Wednesday, October 28, 2009

The Center Cannot Hold

Turning and turning in the widening gyre
The falcon cannot hear the falconer;
Things fall apart; the centre cannot hold;
---from "The Second Coming", by William Butler Yeats

This is one of those poems that I read over and over, finding something important and relevant each time.

This morning, while listening to the news on NPR with my daily coffee, it came to mind again. I don't know if it's an artifact of the instant news cycle, but it feels as if terrible things are accelerating in the world. "The blood-dimmed tide is loosed, and everywhere/The ceremony of innocence is drowned;"

I know, by the very fact that Yeats wrote these words in 1919, that evil, strife, and peril are not a modern invention. Life has always been an inherently dangerous proposition. Perhaps we have just pretended this is not so, used technology and prosperity to maintain the illusion that we are not vulnerable.

The truth is, we are vulnerable. Our lives are terribly fragile. Perhaps instead of hiding from that painful revelation, we need to embrace it. Take it in, make it part of ourselves.

Then we can truly understand how precious and rare each day of our lives is.

Maybe then we would make different choices. Value different things. Stop wounding and killing one another for stubborn ideology and misguided fear.

We are all of us in Yeats' desert, "vexed to nightmare by a rocking cradle". We are all looking for comfort in the dark.


  1. And yet. I've noticed more and more that there simply isn't much "news". The media went apesh*t over Balloon Boy, Octomom and Jon & Kate. This is not news, this is ridiculous.

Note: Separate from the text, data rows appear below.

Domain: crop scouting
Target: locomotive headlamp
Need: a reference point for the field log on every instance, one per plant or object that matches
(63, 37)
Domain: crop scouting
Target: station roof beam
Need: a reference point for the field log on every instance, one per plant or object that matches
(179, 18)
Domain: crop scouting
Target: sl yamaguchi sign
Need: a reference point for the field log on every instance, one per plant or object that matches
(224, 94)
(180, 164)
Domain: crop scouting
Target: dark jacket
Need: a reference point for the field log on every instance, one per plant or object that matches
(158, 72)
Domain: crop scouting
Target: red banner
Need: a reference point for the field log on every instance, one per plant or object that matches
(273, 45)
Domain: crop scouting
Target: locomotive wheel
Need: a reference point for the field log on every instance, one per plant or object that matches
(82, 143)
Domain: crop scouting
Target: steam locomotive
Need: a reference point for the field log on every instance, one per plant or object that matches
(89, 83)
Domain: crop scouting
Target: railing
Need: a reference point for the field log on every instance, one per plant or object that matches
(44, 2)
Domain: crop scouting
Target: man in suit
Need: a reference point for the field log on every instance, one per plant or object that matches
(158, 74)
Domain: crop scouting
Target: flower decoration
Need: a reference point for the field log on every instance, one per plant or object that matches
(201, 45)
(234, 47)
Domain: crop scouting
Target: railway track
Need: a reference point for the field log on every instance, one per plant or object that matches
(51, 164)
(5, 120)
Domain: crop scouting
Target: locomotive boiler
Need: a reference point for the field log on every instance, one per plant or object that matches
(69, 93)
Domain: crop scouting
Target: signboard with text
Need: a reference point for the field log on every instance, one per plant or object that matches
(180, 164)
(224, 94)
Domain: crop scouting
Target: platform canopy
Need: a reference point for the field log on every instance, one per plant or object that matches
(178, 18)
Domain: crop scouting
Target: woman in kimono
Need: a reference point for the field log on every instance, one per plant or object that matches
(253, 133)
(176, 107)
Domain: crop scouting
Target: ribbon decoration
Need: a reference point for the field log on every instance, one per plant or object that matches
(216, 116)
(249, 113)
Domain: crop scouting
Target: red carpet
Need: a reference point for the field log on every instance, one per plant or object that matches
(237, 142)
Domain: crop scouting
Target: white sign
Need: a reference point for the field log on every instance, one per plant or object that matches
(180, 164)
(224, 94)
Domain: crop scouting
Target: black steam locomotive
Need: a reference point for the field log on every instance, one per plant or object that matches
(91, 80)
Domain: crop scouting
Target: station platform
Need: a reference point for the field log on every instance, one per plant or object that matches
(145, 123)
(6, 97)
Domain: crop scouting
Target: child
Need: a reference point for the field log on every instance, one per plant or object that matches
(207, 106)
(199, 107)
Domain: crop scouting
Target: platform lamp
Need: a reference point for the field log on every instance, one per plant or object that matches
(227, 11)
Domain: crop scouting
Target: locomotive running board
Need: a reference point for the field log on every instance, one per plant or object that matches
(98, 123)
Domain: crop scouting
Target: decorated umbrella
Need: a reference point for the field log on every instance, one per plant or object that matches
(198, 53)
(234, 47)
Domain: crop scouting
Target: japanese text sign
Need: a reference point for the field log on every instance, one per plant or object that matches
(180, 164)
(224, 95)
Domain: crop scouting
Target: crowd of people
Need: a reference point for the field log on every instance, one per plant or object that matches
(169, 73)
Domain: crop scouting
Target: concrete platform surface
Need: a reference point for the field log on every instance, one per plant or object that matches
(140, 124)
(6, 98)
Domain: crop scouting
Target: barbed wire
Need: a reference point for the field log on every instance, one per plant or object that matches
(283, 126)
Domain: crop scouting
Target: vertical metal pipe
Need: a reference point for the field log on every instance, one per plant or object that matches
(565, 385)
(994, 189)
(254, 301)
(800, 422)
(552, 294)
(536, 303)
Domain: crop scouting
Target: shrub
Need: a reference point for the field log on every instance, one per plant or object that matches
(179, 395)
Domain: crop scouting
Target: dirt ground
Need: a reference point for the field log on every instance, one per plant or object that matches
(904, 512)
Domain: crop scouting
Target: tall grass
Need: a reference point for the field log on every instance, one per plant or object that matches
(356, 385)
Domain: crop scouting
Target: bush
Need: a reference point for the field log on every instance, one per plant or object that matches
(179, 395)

    In a media market like New York, with so many, many people, when the lead story is a fire in which no one died, I think we're doing pretty well. They may be scraping the barrel for news these days, but that's a good thing. It meant nobody died.

  2. That's true, as well, Sue. I call that the 'much ado about nothing' problem.

    I think I just woke up in a blue mood this morning.

    Us writerly-folk are sensitive creatures.